Lo único que podía pensar, y lo pensó en el momento que cambiaba de párrafo, es que el español como tal no existía, aunque el castellano quisiera reclamarlo como suyo y ponerle reglas a través de su anquilosada Real Academia Española de la lengua, cuyos diccionarios reales —redundancia, redundancia—, y virtuales apestaban a naftalina y sabían a rancio (¿era rancio un sustantivo o sólo podía utilizarse como adjetivo, de acuerdo con la ley legítima del idioma?).
El único pájaro al que realmente había visto de cerca en su casa, además de a tórtolas y gorriones, era un canario silvestre, de trino inconfundible, el ave que nunca había estado en una jaula ni había sido obligada a elegir la suerte de los humanos, pardo y no colorido, moteado y no de plumaje uniforme, una criatura hermosa que aparecía pasada la madrugada, junto con la plena luz del día.
Afuera llovía, de pronto.
La noche valía madre.
Su hija se preparaba para dormir.
Su hijo ya se habría dormido.
Su mujer tal vez también, aún no llevaba al niño a su cuna, a su propio cuarto.

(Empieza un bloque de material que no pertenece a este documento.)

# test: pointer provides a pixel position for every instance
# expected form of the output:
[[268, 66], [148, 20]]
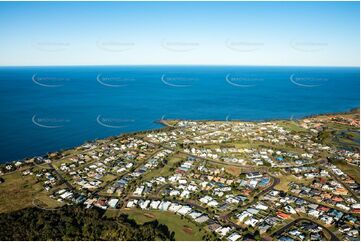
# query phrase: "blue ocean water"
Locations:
[[50, 108]]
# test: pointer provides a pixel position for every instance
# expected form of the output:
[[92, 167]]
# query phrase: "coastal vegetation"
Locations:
[[77, 223]]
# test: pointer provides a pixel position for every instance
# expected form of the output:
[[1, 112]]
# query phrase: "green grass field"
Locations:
[[183, 228], [166, 170], [17, 192]]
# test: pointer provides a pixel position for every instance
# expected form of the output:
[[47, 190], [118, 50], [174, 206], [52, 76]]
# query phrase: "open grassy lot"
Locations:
[[43, 200], [286, 179], [183, 228], [17, 192], [167, 169]]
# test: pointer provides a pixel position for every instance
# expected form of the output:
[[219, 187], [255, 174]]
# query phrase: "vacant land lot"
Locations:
[[17, 192], [183, 228]]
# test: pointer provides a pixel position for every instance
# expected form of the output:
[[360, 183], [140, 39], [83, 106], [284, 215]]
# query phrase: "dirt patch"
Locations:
[[149, 215], [188, 230]]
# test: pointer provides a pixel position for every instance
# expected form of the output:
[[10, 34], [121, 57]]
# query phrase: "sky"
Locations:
[[180, 33]]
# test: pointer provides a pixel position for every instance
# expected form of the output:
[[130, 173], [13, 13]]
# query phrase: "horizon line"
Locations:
[[175, 65]]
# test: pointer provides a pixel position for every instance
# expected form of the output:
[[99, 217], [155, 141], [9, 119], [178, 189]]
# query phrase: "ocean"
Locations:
[[46, 109]]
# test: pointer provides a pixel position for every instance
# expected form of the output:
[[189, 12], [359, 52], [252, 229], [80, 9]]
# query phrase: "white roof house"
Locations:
[[184, 210], [113, 202]]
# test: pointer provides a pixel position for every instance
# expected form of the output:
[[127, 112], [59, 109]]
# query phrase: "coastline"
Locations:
[[165, 126]]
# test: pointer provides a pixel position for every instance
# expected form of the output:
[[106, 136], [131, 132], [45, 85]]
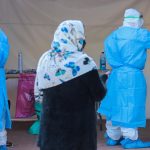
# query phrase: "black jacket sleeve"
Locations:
[[95, 84]]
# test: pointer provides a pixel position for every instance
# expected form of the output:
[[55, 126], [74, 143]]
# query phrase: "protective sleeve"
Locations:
[[148, 41], [38, 94], [4, 48]]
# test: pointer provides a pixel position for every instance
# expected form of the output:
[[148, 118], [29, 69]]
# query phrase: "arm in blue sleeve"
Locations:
[[148, 41], [4, 48]]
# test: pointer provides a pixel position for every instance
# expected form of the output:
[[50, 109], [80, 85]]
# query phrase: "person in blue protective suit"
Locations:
[[125, 102], [5, 121]]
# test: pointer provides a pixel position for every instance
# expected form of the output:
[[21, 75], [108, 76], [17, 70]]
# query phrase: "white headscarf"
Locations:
[[65, 60], [133, 18]]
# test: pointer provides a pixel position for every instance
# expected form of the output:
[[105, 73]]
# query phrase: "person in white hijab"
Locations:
[[68, 85], [124, 103]]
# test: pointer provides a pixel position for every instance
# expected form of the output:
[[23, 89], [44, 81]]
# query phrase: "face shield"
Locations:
[[133, 18]]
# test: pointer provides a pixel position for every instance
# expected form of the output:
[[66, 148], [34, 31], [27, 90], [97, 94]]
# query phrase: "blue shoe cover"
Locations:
[[130, 144], [111, 142], [3, 147]]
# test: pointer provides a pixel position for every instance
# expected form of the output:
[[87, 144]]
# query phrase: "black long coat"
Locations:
[[68, 119]]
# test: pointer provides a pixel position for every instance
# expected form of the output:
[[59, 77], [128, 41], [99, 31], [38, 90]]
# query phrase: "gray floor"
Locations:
[[24, 141]]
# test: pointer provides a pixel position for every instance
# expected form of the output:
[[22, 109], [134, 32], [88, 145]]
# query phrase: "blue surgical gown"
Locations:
[[5, 121], [125, 101]]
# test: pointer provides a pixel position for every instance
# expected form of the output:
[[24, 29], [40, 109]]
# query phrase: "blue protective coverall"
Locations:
[[4, 109], [125, 102]]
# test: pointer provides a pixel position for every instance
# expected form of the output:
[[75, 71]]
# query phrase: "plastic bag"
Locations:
[[25, 96]]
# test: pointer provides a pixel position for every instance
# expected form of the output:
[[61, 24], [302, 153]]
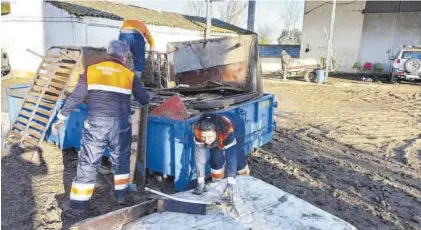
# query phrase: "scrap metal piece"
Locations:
[[172, 108]]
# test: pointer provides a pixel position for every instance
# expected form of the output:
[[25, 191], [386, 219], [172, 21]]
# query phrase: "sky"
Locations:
[[268, 13]]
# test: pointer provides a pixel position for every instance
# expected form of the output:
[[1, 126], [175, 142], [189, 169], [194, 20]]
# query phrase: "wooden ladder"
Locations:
[[41, 102]]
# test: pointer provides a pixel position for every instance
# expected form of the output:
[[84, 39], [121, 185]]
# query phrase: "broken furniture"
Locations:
[[230, 66]]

Él dormiría en otra parte, aunque en la misma casa.
Había valido madre.
Su sueño también, probablemente, aunque aún era muy temprano como para declarar el insomnio.
Le quedaba un trago a su vaso de cerveza.
Vació el vaso.
La cerveza valió madre.
Se rasco una costra del antebrazo y comenzó a salirle sangre.
Lamió la piel, la gota roja, casi marrón.
Se probó a sí mismo, su yo más metálico. Era hora de apagar la computadora, de abandonar el manuscrito, de que su escritura valiera madre aunque sólo fuera temporalmente.
Le dolían los hombros.
El cuello.
La puta vida.
La puta vida que había valido madre.
Era domingo.
Diez de mayo. 2020.
El año del encierro y de la pandemia.
Aún podía ver la antena en la que se posaban las águilas, más allá de la buganvilla ennegrecida, absorbida por la noche, una mera silueta de su ser diurno.
Como él mismo, supuso.
Y puso un punto final, aunque tal vez no definitivo, a las líneas que escribía.